Books can be useful, and anecdotes are fun to collect; but I quickly found that what works for one writer isn’t necessarily going to work for another. I could never do Perry’s level of meticulous plotting. And my first drafts, for the most part, never leave my computer (or often, unfortunately, the inside of my head).

But it was John Irving, who spoke to my writing class when I was in college, who gave me a useful tip: If you have to stop writing, stop in the middle of a scene. That way you’ll pick up at a place where your brain was moving, instead of having to start from a dead stop. If you forget where you were, he added, you’ll probably find that any new idea that comes to you will be better than your original.

This one works well for me. It was especially useful at last year’s NaNoWriMo, when I was writing and plotting at the same time. (I’m doing less of that this year; but still.) It helped to be able to return to something that was already partially built; it reminded me more quickly where I was, and where I had been planning on going. Last night I got through my hated introduction (I’ll have to redo the whole thing, assuming I decide to nurture this book; but at least I got a lousy first draft down), and into a scene that I’ve actually laid out already in some detail. It’ll be easy for me to pick up and keep going.

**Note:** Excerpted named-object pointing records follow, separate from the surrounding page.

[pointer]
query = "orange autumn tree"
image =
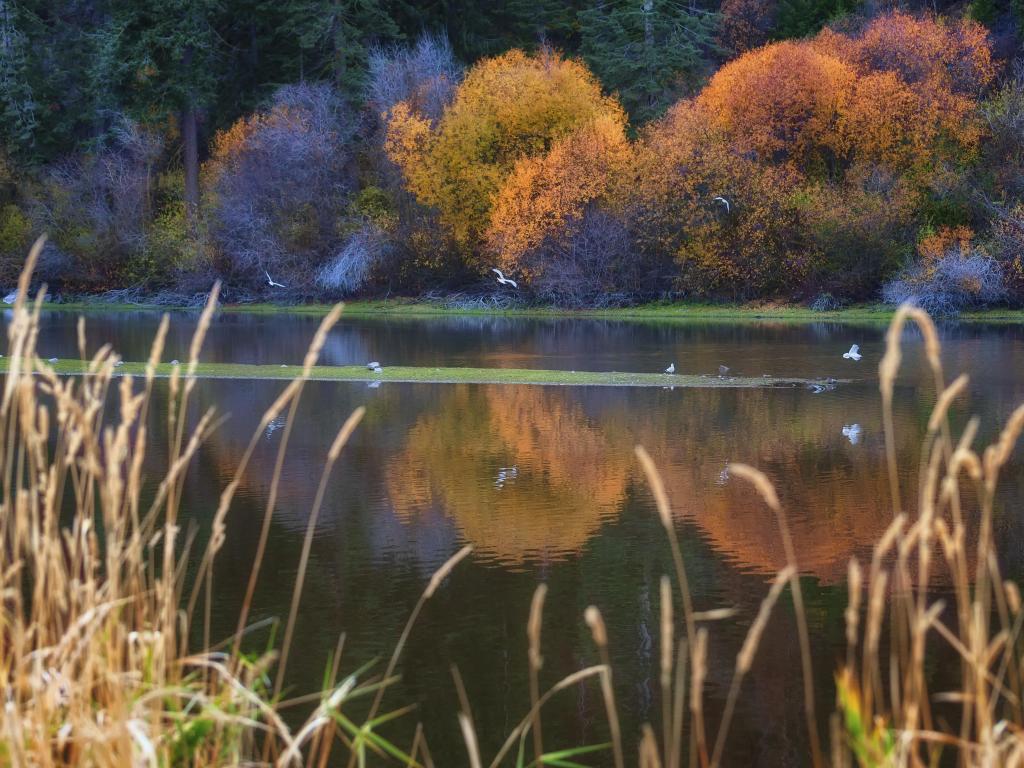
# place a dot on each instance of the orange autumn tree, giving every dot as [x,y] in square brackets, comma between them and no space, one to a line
[508,108]
[732,224]
[547,197]
[779,103]
[822,148]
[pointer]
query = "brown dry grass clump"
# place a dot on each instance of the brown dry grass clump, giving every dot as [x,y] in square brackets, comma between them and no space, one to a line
[96,609]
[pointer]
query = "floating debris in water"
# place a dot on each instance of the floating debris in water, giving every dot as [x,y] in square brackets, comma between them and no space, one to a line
[273,425]
[505,474]
[852,433]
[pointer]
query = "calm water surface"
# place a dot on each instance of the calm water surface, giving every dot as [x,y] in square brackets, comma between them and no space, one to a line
[544,483]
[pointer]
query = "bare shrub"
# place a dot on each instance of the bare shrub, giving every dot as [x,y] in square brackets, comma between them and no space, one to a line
[1004,114]
[424,75]
[352,268]
[956,281]
[280,181]
[97,208]
[1008,247]
[589,264]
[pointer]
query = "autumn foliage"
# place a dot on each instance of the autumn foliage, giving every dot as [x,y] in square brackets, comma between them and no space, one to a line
[508,109]
[817,148]
[802,167]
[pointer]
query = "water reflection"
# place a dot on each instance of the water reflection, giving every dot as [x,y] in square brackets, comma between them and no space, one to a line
[521,471]
[543,481]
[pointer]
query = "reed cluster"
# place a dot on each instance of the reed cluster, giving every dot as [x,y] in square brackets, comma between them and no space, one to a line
[103,593]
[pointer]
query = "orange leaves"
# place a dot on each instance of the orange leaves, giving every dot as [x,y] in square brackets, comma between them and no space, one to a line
[779,102]
[946,54]
[823,148]
[509,108]
[547,196]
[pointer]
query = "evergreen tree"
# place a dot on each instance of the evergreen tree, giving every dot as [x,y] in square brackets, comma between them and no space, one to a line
[16,104]
[647,50]
[47,92]
[168,52]
[797,18]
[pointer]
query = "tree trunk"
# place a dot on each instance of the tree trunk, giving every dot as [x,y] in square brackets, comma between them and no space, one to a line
[189,139]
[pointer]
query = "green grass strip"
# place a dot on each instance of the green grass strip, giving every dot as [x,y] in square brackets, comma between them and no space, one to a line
[656,312]
[417,375]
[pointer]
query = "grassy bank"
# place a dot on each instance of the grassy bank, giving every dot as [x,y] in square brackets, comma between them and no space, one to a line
[417,375]
[682,312]
[103,596]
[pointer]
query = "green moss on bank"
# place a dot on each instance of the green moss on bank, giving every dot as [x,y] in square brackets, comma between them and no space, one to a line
[877,313]
[407,374]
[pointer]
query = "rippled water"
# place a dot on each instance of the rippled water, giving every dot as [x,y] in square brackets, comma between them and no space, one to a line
[544,483]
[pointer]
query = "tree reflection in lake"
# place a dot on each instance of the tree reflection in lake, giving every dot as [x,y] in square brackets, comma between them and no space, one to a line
[543,481]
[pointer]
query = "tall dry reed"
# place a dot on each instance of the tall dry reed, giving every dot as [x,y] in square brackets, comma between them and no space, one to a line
[96,608]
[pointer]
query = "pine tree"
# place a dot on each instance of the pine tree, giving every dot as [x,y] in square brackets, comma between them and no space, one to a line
[168,53]
[16,104]
[647,50]
[797,18]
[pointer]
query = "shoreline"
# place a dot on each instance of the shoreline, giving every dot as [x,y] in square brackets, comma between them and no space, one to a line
[415,308]
[430,375]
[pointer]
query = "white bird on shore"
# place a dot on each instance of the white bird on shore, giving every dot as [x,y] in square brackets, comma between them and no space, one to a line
[503,280]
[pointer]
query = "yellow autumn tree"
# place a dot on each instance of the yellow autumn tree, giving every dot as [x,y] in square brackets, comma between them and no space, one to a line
[508,108]
[547,196]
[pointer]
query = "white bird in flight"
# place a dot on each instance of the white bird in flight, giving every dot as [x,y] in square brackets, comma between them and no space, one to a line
[503,280]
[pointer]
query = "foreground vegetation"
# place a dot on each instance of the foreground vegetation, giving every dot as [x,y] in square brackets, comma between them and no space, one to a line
[100,613]
[821,152]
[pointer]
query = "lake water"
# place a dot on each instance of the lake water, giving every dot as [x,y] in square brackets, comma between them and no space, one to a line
[544,483]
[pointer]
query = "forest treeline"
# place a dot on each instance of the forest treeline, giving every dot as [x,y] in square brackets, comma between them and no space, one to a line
[597,153]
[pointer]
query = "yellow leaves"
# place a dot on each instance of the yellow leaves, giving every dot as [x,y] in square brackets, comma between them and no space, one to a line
[508,109]
[547,196]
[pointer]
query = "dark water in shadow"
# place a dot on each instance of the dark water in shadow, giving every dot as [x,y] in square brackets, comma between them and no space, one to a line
[544,483]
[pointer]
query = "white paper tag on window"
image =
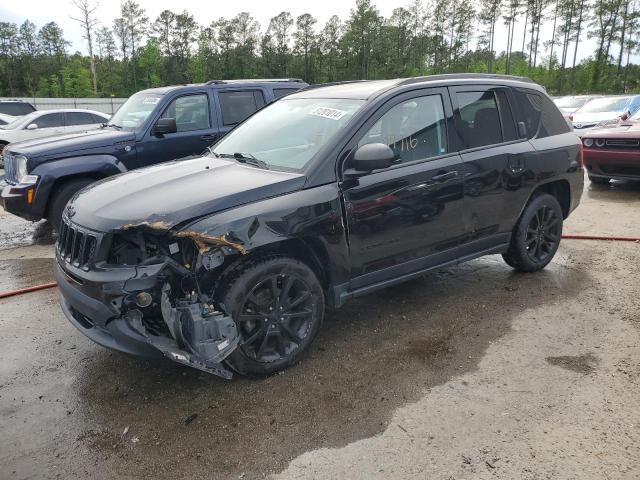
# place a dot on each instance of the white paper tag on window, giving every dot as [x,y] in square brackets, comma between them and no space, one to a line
[332,113]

Irving said one other thing that day in my class that has stuck with me. He said that in his experience, there are two kinds of writers. There is the writer who, if he is unsuccessful as a writer, can do something else with his life: be a doctor, or a homebuilder, or something that will allow him to live pretty much normally. And then there is the writer who will either write, or be a bum. He spoke of a student of his, a kid who, he said, was the sort of person who’d be followed down the sidewalk by a cop waiting for him to do something. He said this kid was a truly amazing writer.

This was the guy. It seems a lot of people ended up agreeing with Irving on his ability.

When Irving spoke to our class, I was maybe 20, and a hopeless romantic. I desperately wanted to be the sort of writer who had to write, or end up in a cardboard box. Now I’m a software engineer, and I am hopelessly enamored of of indoor plumbing.

Go figure. But there is, I have learned, art in everything.

And really fabulous character fodder embodied in the people you work with every day.